Une voiture enfin mondiale
Beaucoup regretteront la disparition des fameux feux en boomerang si caractéristiques et originaux. Certes, celle qu’on appelle déjà 4200 GT, par opposition à sa devancière 3200 GT, semble moins raffinée stylistiquement, mais l’apparition de feux arrière plus classiques lui ouvre la porte d’un marché essentiel : les États-Unis. Pour Maserati, ce sacrifice en vaut la chandelle et l’on considère, à raison, que l’amélioration générale et le passage au V8 Ferrari suffisent à séduire une clientèle plus large. En effet, malgré une puissance accrue, le 4.2 s’avère bien plus agréable à l’usage, moins violent. Alors que la 3200 restait délicate à conduire, la 4200 peut quant à elle prétendre être utilisée au quotidien.
D’ailleurs, rapidement, les ventes le confirment. Entre 2002 et 2007, le Coupé et le Spyder se vendront à 13 423 exemplaires (contre 4 795 à leur devancière) : un changement de dimension bienvenu pour Maserati qui, dans la foulée, a aussi lancé une nouvelle Quattroporte V en 2003. Cette décennie 2000 sera donc celle de la croissance, menant à la diversification des années 2010. Le Coupé, quant à lui, gagnera au fil du temps quelques chevaux avec la GranSport en 2004 (400 chevaux).
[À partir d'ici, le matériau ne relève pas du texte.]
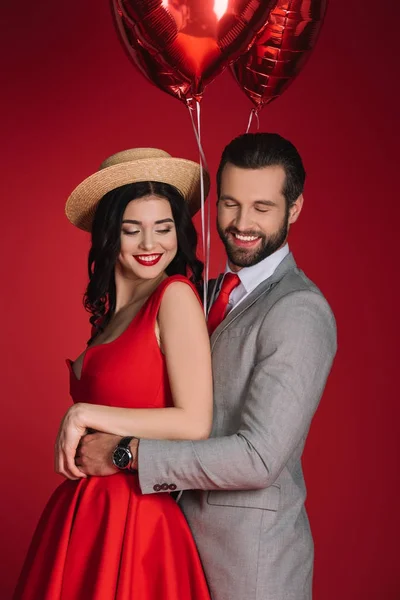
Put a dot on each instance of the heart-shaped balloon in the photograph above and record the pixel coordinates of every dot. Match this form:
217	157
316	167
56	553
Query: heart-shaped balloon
280	51
182	45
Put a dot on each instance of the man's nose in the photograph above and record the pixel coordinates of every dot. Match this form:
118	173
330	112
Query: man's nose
242	220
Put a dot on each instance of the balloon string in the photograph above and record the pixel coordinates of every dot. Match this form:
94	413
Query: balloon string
253	113
205	226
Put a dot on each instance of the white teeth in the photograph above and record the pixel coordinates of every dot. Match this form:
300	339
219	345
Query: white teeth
148	257
246	238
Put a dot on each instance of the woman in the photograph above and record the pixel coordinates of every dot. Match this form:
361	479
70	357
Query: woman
146	372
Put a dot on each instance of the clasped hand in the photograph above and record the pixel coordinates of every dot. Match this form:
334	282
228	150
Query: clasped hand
79	453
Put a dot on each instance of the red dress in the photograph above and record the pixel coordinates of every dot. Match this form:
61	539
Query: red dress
99	538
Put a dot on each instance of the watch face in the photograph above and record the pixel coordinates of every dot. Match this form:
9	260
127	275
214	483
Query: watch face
121	457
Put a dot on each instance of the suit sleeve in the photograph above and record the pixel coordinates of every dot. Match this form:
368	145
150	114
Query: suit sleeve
296	345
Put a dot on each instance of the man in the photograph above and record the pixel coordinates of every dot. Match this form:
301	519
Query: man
273	340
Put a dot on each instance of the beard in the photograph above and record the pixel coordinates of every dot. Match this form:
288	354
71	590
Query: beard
245	257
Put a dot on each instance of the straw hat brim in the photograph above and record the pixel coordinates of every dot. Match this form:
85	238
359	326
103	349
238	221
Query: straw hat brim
183	174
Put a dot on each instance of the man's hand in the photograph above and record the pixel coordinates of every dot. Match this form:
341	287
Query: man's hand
94	454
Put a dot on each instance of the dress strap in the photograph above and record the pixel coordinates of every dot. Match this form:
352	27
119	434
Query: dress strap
159	292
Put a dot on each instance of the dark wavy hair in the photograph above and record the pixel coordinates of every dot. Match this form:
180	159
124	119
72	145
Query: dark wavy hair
100	295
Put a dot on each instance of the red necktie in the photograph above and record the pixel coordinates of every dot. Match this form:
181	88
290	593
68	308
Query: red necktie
218	309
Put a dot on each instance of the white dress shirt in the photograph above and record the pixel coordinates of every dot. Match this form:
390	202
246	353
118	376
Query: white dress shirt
251	277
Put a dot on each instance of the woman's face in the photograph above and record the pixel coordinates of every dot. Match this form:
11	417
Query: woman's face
148	238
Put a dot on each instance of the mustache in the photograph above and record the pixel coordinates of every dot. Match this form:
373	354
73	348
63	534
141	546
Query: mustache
247	232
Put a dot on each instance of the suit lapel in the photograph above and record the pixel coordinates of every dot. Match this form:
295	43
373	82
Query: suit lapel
286	265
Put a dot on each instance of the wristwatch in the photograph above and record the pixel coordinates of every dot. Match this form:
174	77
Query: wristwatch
122	456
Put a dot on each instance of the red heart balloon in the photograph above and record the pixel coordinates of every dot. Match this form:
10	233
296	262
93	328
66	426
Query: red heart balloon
182	45
280	51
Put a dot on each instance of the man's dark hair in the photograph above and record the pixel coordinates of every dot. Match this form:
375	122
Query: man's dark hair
258	150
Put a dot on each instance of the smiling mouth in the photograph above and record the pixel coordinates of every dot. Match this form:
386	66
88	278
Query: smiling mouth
245	241
148	260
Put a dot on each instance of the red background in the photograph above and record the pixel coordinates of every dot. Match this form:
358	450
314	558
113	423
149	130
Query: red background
70	98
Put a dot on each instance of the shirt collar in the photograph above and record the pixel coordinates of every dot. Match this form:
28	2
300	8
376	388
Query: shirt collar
251	277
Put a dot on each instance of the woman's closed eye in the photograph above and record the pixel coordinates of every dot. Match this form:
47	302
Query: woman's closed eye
127	232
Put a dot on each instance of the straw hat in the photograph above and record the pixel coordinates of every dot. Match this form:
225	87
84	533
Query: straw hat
130	166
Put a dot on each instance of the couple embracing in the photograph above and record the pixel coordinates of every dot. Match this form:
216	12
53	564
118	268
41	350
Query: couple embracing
182	450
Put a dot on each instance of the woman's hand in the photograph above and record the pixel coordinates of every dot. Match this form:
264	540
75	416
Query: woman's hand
71	430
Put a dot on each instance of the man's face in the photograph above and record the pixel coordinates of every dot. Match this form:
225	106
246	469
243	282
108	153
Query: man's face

Pour continuer à susciter l’enthousiasme, de nombreuses séries spéciales verront aussi le jour.
Le compromis idéal ?
Aujourd’hui, le Coupé reste relativement accessible (cela reste une voiture de sport italienne), bien aidé en cela par sa large diffusion. C’est sans doute une bonne façon de découvrir l’univers Maserati. Sans atteindre la modernité de la GranTurismo (et du GranCabrio) qui lui succède, elle offre une véritable évolution par rapport à la 3200 GT, et encore plus par rapport aux délicates Biturbos précédentes. Il s’agit, en quelque sorte, d’un étonnant compromis malgré, on se répète, l’absence des si attachants feux en boomerang.